Sunday, December 2, 2012

Joy.

So I'm in the word tonight, I'm opened up to John 16 and i recommend you read this. It talks about joy! Jesus gives an analogy...

21-23 “When a woman gives birth, she has a hard time, there’s no getting around it. But when the baby is born, there is joy in the birth. This new life in the world wipes out memory of the pain. The sadness you have right now is similar to that pain, but the coming joy is also similar. When I see you again, you’ll be full of joy, and it will be a joy no one can rob from you. You’ll no longer be so full of questions.

23-24 “This is what I want you to do: Ask the Father for whatever is in keeping with the things I’ve revealed to you. Ask in my name, according to my will, and he’ll most certainly give it to you. Your joy will be a river overflowing its banks!

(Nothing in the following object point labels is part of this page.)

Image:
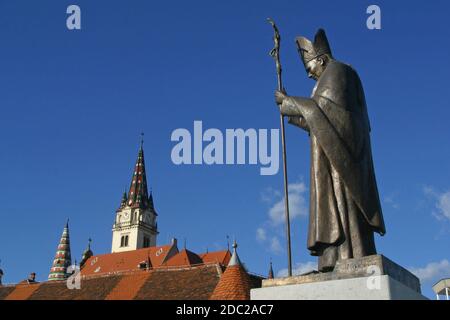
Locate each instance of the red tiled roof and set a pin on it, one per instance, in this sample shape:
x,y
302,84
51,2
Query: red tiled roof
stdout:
x,y
184,258
22,291
222,257
125,261
5,291
234,284
128,286
91,289
193,283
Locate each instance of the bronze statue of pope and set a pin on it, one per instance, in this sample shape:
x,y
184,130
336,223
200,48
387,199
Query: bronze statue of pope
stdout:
x,y
345,209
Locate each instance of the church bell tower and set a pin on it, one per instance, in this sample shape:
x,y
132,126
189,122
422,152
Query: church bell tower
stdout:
x,y
135,225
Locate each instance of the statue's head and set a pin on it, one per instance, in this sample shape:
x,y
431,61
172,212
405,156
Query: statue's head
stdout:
x,y
315,56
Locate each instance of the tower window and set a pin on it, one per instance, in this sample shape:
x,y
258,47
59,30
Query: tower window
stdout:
x,y
146,242
124,241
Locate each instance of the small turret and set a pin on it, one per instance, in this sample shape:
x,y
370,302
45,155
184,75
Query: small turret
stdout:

So what this means to me is, that we are getting joy. It doesn't matter where you are in life, you can find joy, where ever you're at. You kind of have to go through the pain to get that joy. Could you imagine if life were just all good all the time and just joy joy joy 24/7? Yeah maybe for a while it would be fun, but with out pain and conquering something really tough you don't really have an accomplishment or that feeling of satisfaction, it feels so much better when you work through something and get the joy instead of just getting joy handed to you. The joy is a thousand times better when you work for it. I hope this is making sense. Just something I got out of this verse. I encourage you to read the chapter!
 
And also one more thing, I'm curious! What does joy mean to you? You can like actually write a comment or just think to yourself, but I really want to know! Is it being happy? Or feeling pretty or strong? Having a bunch of friends? All of the above? or Like the little things? and what little things? Just think about it! And once you got it. Tell God and ask Him to give you that joy that you're looking for.
I guess joy for me is the little things in life. Like when I'm in a good mood, or looking at God's beautiful creation, being in the presence of my family, feeling included and happy with friends, getting advice from my "hero's" in life and having deep talks with them, or finishing a really good run or workout, or getting a compliment, hugs from my mom, getting excited about God's word, when my sister comes home, feeling pretty, getting butterflies from a boy, putting a really cool outfit together, when people laugh at me, getting a hard concept in math, recognizing God's love for me.. seriously the list goes on and on and on... I could just be happy sitting on a path and staring at a tree for hours haha. I'm weird like that. But it's weird because I have so many things that give me joy, but my joy is so easily destroyed. I really really want a joy that God is talking about in John 16. And I'm praying for it.